Classifying whether a passenger will survive on the titanic. This will be my first Kaggle submission.
I'm beginning to keep a log of my progress each day.
I then ran several classification algorithms (naive bayes, SVC, random forest), which I thought would perform well on a small dataset. The all gave varying results... ranging from 0.40 - 0.77 on the test sets accuracy.
I believe that one issue that I'm running into is how to handle missing data. The only two approaches I've tried were setting NaN values to 0 or setting them to their columns mean. After further inspection, I realized that 20% of the test set contains NaN values so I believe that is where I'm running into problems.

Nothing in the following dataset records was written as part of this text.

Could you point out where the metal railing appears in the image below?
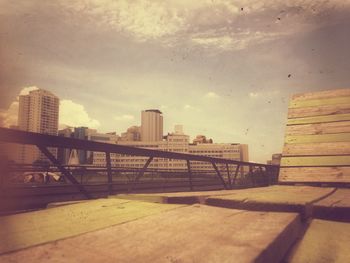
[0,128,279,198]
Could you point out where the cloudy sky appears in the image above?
[0,0,350,162]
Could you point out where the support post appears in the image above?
[106,152,113,194]
[211,162,227,189]
[226,163,232,189]
[186,160,193,191]
[128,156,153,192]
[232,164,240,187]
[37,145,92,199]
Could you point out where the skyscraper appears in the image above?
[141,109,163,142]
[18,89,59,163]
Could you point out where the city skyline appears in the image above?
[0,0,350,162]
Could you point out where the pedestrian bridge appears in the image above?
[0,89,350,262]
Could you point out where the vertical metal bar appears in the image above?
[231,164,240,186]
[249,165,255,186]
[37,145,92,199]
[211,162,227,189]
[226,163,232,189]
[259,166,269,185]
[186,160,193,191]
[106,152,113,194]
[128,156,153,192]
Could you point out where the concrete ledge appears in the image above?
[0,199,182,255]
[0,206,303,263]
[113,188,246,205]
[287,219,350,263]
[205,185,334,219]
[313,189,350,222]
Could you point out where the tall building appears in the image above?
[141,109,163,142]
[18,89,59,163]
[120,126,141,141]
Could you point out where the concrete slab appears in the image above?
[313,189,350,222]
[109,190,246,204]
[287,219,350,263]
[0,204,302,263]
[205,185,335,218]
[0,199,185,254]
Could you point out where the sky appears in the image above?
[0,0,350,162]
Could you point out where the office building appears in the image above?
[141,109,163,142]
[18,89,59,163]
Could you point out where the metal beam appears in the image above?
[232,164,240,187]
[211,162,227,189]
[128,156,153,192]
[0,128,274,169]
[37,145,92,199]
[186,160,193,191]
[226,163,232,189]
[106,152,113,194]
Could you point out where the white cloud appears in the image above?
[59,0,349,51]
[0,100,18,128]
[19,86,39,95]
[204,91,220,99]
[59,100,100,128]
[0,86,39,128]
[114,114,135,121]
[0,86,100,128]
[249,92,259,99]
[184,104,201,112]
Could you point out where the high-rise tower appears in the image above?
[141,109,163,142]
[18,89,59,163]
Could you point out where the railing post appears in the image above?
[186,160,193,191]
[211,162,227,189]
[226,163,232,189]
[232,164,240,185]
[106,152,113,195]
[128,156,153,192]
[37,145,92,199]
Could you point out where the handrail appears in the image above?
[0,128,275,167]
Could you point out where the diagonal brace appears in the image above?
[37,145,92,199]
[129,156,153,191]
[211,162,228,190]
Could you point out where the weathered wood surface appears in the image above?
[287,113,350,125]
[279,89,350,183]
[279,166,350,183]
[292,89,350,100]
[0,205,302,263]
[288,104,350,118]
[286,219,350,263]
[285,133,350,144]
[289,96,350,108]
[281,155,350,166]
[286,121,350,135]
[283,142,350,156]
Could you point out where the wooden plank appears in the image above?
[288,104,350,118]
[292,89,350,100]
[284,133,350,144]
[286,121,350,135]
[287,113,350,125]
[0,205,304,263]
[288,97,350,109]
[283,142,350,156]
[281,155,350,166]
[278,167,350,183]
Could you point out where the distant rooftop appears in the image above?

What is my solution? Well from researching online, I've found that I can use linear regression, KNN, and other means to predict the values of missing fields.
After testing with KNN to impute missing values on the test set, I was able to achieve... a whopping 74%! -3% than my best score... I guess I'll keep on trying.

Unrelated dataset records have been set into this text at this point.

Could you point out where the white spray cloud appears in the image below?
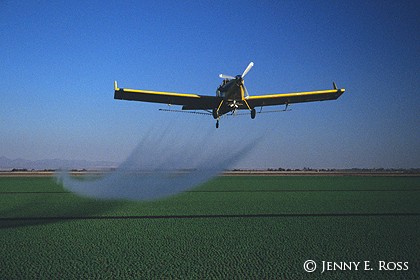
[56,119,257,201]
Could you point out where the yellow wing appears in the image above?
[247,85,345,108]
[114,82,221,110]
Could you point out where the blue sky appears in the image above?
[0,1,420,168]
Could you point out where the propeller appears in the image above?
[241,61,254,79]
[219,61,254,80]
[243,84,249,99]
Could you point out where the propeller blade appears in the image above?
[244,85,249,99]
[241,62,254,78]
[219,74,235,80]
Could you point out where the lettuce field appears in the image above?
[0,176,420,279]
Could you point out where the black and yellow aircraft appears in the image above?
[114,62,345,128]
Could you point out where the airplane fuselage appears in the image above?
[216,75,244,101]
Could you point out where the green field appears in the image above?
[0,176,420,279]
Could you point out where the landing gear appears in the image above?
[212,108,219,120]
[251,108,257,119]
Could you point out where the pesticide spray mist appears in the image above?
[56,119,257,201]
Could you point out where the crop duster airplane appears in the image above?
[114,62,345,128]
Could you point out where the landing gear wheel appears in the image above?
[251,108,257,119]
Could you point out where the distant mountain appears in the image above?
[0,156,118,170]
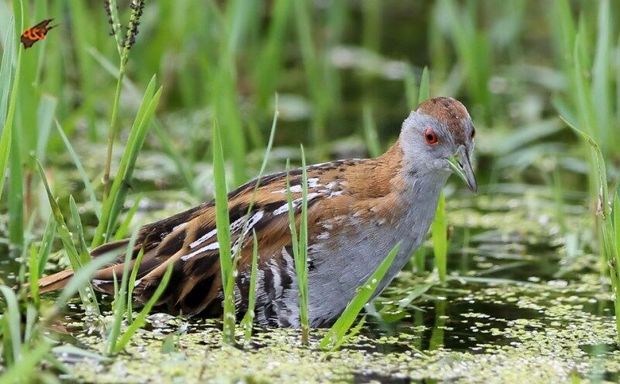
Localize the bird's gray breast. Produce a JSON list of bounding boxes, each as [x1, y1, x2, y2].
[[300, 174, 445, 327]]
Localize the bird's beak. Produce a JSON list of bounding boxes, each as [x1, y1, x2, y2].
[[448, 145, 478, 192]]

After exhaustively testing various machine learning algorithms with the currently formatted data that I have, my highest score that I was able to achieve was ~77% from the SVC classifier.

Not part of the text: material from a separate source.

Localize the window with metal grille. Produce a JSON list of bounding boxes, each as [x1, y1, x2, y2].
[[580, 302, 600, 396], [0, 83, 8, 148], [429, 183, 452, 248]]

Therefore, I am going to try to experiment with that further by tweaking the hyper parameters and try to push to a higher score.
After experimenting with setting various hyper parameters, I was not able able to get anything higher than my 77%. I finally caved in and looked up a solution. Following this tutorial I realized the importance of understanding the data I'm working with. They gave a much more in depth analysis of the data before using any sort of machine learning models. Despsite following the tutorial, I was only able to get to a 78% on kaggle.
In regards to data preprocessing, I selected several columns that I felt would provide meaningful data to our classification algorithm.
I selected the following features
- Pclass
- Sex
- Age
- Fare_Per_Person
Using almost all of the columns
Prior to performing PCA, the data was normalized.
These were my results, (1 - Survivors, 0 - Non Survivors)
Attempt 1. Using a random forest classifier, I was able to achieve 96% accuracy on the train-split dataset with a 75/25 split. Sadly, I could only get between 0.70 - 0.75 on the test set. It could have been due to the way I preprocessed data and am handling missing values.
Attempt 2. Tried with more features and received worse results.
As expected, this performed significantly worse than the random forest classifier. I ended up with results are ~62%.
With a support vector classifier, I was able to get a slight increase of +2% on my kaggle prediction at 77%. I trained it on the training set with NaN values set to their columns mean and the same columns were dropped, as described above.
Tested with bernoulli naive bayes and the results were around 76% on kaggle so I achieved about the same as the random forest classifier/SVC.
With nearest neighbors set to 5, I received poor results at ~40%.
As I had expected, the results achieved from the NN were significantly worse than the alternative solutions. From my understanding, I believe this is from the lack of data and that it's not linearly separable.